Il Lactobacillus plantarum, uno dei fermenti lattici o probiotici contenuti nello yogurt, protegge la flora batterica intestinale dagli effetti dello stress e riduce l'ansia. E' quanto emerge da uno studio pubblicato su Scientific Reports, appartenente al gruppo della rivista Nature, e condotto da un gruppo di scienziati americani dell'Università del Missouri sullo zebrafish, un pesciolino molto utilizzato nei laboratori di ricerca.

Ansia, stress e intestino

Lo stress e l'ansia sono alcuni dei disturbi più comuni nella popolazione mondiale, sia tra gli adulti sia tra i bambini.

Se questi due disturbi si protraggono per diverso tempo, essi possono causare gravi problemi di Salute, come evidenziato di recente dall'American Psychiatric Association. Per questo motivo, negli ultimi anni sono stati messi a punto diversi trattamenti farmacologici finalizzati ad alleviare lo stress e l'ansia sono mirati verso quei sistemi di neurotrasmettitori che sono coinvolti nella genesi di tali disturbi: il sistema delle catecolammine, come noradreanalina e dopamina, il sistema del GABA, il sistema del glutammato e il sistema della serotonina.

Spesso stress e ansia non si limitano ad alterare il funzionamento del sistema nervoso, ma si associano anche a uno stato di sofferenza dell'apparato digerente. Tuttavia, nonostante siano numerose le prove sperimentali che indicano un legame tra disturbi neurologici e gastroenterici, la maggior parte dei farmaci adoperati per contrastare l'ansia e lo stress tendono a riequilibrare il funzionamento del sistema nervoso, mentre trascurano l'apparato digerente.

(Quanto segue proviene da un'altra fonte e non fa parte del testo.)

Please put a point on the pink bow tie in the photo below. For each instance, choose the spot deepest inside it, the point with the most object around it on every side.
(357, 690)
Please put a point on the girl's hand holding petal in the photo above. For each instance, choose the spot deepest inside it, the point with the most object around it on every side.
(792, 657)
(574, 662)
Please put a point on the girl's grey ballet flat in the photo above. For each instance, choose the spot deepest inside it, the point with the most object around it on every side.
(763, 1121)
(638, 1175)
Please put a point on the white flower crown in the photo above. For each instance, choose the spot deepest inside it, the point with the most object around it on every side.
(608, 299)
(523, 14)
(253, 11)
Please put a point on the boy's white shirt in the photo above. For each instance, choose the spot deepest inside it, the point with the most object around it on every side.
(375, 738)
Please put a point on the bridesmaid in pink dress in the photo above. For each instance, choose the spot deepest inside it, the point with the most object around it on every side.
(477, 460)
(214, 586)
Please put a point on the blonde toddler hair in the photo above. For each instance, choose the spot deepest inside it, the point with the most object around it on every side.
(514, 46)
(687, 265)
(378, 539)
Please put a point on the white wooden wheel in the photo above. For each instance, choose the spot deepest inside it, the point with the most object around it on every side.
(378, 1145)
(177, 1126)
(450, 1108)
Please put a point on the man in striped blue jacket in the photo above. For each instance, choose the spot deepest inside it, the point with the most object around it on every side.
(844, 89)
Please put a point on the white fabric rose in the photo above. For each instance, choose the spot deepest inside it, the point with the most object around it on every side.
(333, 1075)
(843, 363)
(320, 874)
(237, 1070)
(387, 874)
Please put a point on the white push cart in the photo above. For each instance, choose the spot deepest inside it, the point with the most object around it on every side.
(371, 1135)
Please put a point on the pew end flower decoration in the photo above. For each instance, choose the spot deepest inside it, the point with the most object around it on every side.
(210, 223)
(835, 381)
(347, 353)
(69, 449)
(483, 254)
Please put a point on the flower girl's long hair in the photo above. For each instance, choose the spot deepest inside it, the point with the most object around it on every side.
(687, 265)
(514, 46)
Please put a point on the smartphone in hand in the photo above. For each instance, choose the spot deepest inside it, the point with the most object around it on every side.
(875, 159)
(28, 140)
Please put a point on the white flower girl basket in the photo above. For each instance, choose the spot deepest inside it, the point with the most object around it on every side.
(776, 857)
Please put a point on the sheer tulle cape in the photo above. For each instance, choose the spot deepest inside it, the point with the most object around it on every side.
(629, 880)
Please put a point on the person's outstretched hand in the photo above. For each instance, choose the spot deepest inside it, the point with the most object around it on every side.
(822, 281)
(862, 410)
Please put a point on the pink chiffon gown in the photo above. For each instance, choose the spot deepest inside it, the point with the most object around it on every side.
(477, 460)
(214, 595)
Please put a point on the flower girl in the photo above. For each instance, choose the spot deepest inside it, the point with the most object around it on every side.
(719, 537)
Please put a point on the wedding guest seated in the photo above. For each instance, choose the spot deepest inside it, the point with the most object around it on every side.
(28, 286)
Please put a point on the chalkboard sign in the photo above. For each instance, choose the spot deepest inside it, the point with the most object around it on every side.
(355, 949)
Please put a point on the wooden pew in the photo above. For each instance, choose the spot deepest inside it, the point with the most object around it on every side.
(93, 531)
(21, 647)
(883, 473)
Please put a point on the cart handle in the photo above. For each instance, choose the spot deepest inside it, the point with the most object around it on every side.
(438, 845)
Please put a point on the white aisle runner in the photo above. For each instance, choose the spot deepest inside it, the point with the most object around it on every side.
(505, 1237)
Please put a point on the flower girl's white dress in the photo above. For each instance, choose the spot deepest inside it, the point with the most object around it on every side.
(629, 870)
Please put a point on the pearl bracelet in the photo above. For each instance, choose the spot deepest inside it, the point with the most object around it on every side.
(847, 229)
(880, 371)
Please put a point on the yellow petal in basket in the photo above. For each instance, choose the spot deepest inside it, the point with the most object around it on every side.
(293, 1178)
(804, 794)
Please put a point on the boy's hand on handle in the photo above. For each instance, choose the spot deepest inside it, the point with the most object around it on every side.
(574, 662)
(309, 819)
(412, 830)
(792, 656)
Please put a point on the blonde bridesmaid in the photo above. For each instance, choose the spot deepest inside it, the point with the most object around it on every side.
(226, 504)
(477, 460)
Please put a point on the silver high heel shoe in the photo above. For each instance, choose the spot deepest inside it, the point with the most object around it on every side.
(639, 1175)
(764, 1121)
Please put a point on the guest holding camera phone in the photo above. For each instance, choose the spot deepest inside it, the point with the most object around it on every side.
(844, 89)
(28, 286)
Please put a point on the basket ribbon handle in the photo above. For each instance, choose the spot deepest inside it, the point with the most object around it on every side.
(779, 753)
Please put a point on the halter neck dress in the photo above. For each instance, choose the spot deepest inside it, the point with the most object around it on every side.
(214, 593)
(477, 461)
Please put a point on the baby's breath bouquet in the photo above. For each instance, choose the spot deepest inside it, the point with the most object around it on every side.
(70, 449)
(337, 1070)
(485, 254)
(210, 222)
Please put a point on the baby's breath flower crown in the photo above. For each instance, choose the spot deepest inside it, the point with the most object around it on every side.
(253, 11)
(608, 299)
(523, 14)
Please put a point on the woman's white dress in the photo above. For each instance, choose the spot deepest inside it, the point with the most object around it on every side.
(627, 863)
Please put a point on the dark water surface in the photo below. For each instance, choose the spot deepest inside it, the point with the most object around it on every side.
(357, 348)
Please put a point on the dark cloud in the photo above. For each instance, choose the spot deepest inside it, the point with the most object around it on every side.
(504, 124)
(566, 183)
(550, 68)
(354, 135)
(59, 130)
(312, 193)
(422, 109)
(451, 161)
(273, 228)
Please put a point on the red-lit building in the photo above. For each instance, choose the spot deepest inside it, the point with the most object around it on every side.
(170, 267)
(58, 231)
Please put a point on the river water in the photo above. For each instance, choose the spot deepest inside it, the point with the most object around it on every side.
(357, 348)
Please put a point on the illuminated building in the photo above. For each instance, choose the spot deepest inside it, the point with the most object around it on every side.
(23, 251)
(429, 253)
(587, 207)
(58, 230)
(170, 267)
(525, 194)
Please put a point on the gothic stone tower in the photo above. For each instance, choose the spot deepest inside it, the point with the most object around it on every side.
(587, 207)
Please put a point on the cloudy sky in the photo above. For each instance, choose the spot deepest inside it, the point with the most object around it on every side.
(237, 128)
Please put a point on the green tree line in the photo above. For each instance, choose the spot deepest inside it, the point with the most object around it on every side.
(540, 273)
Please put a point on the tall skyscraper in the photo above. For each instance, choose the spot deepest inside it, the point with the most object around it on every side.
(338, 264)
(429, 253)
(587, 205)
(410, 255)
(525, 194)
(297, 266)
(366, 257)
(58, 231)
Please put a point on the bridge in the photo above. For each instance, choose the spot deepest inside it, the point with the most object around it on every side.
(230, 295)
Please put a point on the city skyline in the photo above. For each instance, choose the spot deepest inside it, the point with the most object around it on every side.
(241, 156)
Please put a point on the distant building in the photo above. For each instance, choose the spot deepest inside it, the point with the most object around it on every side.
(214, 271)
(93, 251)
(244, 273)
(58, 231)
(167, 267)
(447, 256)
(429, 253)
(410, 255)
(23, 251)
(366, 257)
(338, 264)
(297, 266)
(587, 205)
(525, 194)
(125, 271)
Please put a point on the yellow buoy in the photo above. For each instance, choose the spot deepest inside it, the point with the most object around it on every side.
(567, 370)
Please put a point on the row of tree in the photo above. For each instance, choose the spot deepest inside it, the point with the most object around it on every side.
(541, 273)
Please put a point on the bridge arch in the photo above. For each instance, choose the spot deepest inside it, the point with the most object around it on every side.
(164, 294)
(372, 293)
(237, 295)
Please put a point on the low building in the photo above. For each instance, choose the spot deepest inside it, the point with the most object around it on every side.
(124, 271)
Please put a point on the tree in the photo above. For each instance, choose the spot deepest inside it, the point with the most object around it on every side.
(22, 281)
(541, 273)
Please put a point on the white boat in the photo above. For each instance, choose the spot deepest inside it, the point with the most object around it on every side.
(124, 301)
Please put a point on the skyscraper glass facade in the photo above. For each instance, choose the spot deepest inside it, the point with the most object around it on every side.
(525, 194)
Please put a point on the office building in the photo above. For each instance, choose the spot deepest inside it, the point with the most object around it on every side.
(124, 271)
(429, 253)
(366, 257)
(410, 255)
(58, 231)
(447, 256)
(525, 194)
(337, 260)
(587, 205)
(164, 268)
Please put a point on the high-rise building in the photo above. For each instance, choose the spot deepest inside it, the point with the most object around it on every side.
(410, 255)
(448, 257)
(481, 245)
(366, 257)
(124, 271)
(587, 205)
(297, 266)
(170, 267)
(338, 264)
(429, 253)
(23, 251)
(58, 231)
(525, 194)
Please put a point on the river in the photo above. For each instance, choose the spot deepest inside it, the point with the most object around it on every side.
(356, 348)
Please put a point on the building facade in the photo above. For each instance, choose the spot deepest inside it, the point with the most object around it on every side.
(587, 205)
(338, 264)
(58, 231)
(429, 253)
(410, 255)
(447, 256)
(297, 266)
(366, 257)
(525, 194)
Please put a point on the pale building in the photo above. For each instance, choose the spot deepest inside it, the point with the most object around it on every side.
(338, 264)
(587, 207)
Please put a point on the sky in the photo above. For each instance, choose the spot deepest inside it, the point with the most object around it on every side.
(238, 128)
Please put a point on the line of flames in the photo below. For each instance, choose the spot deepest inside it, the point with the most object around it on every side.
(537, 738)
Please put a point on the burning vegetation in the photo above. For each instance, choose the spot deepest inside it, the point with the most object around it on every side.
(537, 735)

Inoltre, l'efficacia dei farmaci ansiolitici varia da persona a persona e nuovi approcci per combattere ansia e stress da affiancare ai farmaci utilizzati tradizionalmente auspicabili.

Il Lactobacillus Plantarum allevia ansia e stress

"I fermenti lattici o probiotici sono riconosciuti sempre più spesso come promotori della salute e del Benessere" affermano Daniel J. Davis e Holly M. Doerr nelle premesse dello studio di cui sono stati gli autori principali "ma si accumulano sempre più prove scientifiche circa l'interazione diretta o indiretta tra il sistema nervoso centrale e l'apparato gastroenterico e su come tale interazione possa dimostrarsi benefica per il cervello e la psiche".

"Noi abbiamo voluto verificare l'ipotesi che i probiotici" continuano a spiegare Davis e Doerr "non solo possano interagire direttamente con il sistema immunitario e la flora batterica dell'intestino, ma possano anche contrastare l'ansia e lo stress". A questo scopo, i ricercatori americani hanno studiato se e come i probiotici fossero in grado di modificare il comportamento dello zebrafish, un pesciolino ampiamente utilizzato nei laboratori di neurobiologia. In particolare, essi hanno osservato il comportamento di due gruppi di zebrafish immersi in due vasche separate. Poi, soltanto in una delle due vasche hanno aggiunto del Lactobacillus plantarum, un batterio probiotico comunemente contenuto nello yogurt e negli integratori di fermenti lattici.

Infine, hanno sottoposto entrambi i gruppi di zebrafish agli stessi fattori stressanti, come il sovraffollamento o la riduzione di acqua nella vasca.

"Abbiamo osservato" concludono Davis e Doerr "che i pesciolini di zebrafish nella cui vasca era stato aggiunto il Lactobacillus plantarum avevano reagito ai fattori stressanti con minore ansia e stress, comportamenti che normalmente essi manifestano nuotando nella parte inferiore della vasca. Inoltre, analizzando l'espressione genica, abbiamo rilevato che gli zebrafish che avevano ricevuto l'integrazione di Lactobacillus plantarum esprimevano minori quantità di geni legati allo stress e all'ansia".

I ricercatori americani si prefiggono di utilizzare lo stesso modello animale per misurare gli effetti dei probiotici su altre parti dell'organismo.